マルチステークホルダー・パネルディスカッション

マルチステークホルダー・パネルディスカッション

本パネルディスカッションの最大の特⻑は、現役⾼校生・フィンランドの生き方キャリアデザイナー・教育現場のプロフェッショナルというまったく異なった視点をもったゲストたちが、「未来の教育」をテーマに様々な角度から深堀りすることです。

「これからの社会を生きる子どもたちには、どんな能⼒が必要になってきますか︖」と、玉置氏。
「デジタル化が進み、今までの職業と違った種類の職業に溢れた社会で必要なことは、なにより⼈間性です。」
と、ミッラ氏は話されます。

「40⼈の生徒に対して⼀⼈の教師では、個々の生徒に対応できない。アクティブ・ラーニングが重要だということで、グループワークをしても中には遊んでしまう生徒がいて授業が全然機能していない。
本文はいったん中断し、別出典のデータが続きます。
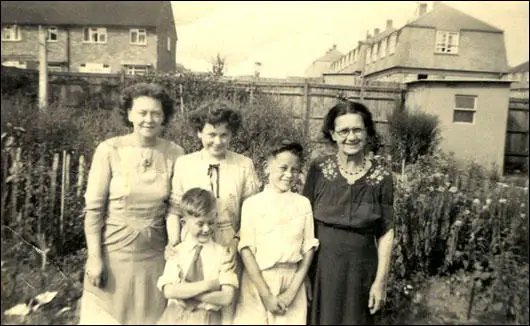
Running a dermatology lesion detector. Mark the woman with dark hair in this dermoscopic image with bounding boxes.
[304,100,394,325]
[80,83,184,325]
[167,102,259,324]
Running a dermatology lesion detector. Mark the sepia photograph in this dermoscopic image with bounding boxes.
[0,1,530,325]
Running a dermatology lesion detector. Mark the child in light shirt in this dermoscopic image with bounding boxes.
[234,142,319,325]
[157,188,239,325]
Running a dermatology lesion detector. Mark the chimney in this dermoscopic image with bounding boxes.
[418,2,427,16]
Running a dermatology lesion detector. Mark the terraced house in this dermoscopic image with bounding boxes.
[1,1,177,74]
[324,1,508,83]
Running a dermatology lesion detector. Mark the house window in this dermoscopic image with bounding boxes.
[2,60,27,69]
[434,31,460,54]
[46,27,58,42]
[125,65,148,76]
[2,25,21,41]
[79,62,110,74]
[129,28,147,45]
[83,27,107,43]
[453,95,477,123]
[379,38,388,58]
[388,33,397,54]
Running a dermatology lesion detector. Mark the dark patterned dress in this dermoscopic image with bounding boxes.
[304,155,394,325]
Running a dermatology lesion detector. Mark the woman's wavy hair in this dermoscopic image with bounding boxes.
[322,98,381,154]
[188,101,241,135]
[119,83,175,127]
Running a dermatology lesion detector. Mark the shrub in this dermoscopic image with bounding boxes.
[387,102,440,169]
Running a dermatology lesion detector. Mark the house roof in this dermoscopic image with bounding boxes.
[315,47,343,62]
[405,3,502,33]
[510,60,528,73]
[0,1,167,27]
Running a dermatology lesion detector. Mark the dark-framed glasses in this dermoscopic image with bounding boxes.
[335,128,364,138]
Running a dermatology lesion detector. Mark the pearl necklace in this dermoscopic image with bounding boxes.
[337,154,370,181]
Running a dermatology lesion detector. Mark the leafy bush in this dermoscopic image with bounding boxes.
[387,105,440,169]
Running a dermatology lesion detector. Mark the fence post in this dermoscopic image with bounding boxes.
[179,84,184,113]
[77,155,85,198]
[22,156,33,228]
[304,79,311,139]
[11,147,22,222]
[49,153,59,237]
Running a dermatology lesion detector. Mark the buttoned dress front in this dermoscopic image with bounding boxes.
[80,136,184,325]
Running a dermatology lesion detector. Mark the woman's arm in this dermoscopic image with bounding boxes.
[195,285,235,306]
[162,279,219,299]
[84,143,112,287]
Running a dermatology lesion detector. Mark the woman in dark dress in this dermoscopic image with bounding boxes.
[304,101,394,325]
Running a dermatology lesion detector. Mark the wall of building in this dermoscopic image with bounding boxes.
[405,82,510,173]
」
と、現役⾼校生。

「せっかくたくさんの生徒が集まるのだから、共同作業をどんどんさせて交流させた方が、⾃分と異なった考え方に多く触れることができる。必要なことは、チーム内で共有する1つの目標、ここなんです。」
と、協同教育実践者の藤井氏。

「⼈はみんな成⻑したいと思う欲求を持っている」
藤井氏の意⾒に、稲場氏も続きます。

さらに、
「その子なりの課題を明確にし、やったことに対して認めてあげる環境をつくることで、⾃然と学習することが“楽しい”と思えてきます。大⼈が⾏うことは教育すること以上に、子どもたちに環境を整えてあげることですね。」
と、⾃⽴学習を実践して成果を実感している稲場氏。

また、ミッラ氏は
「チームの⼈たちと目標を共有することで、他⼈の感情を理解する⼒、ソーシャルスキルが⾝に付き、これを学ぶことで⼀層の学習効果が⾒込めそうです。」
と話します。

さまざまな意見が交わされ、最後に、
「⼈は誰しもよりよく生きる⼒を持っている。それを引き出すのが教師の役割だ。」
との、玉置氏の言葉で締めくくられました。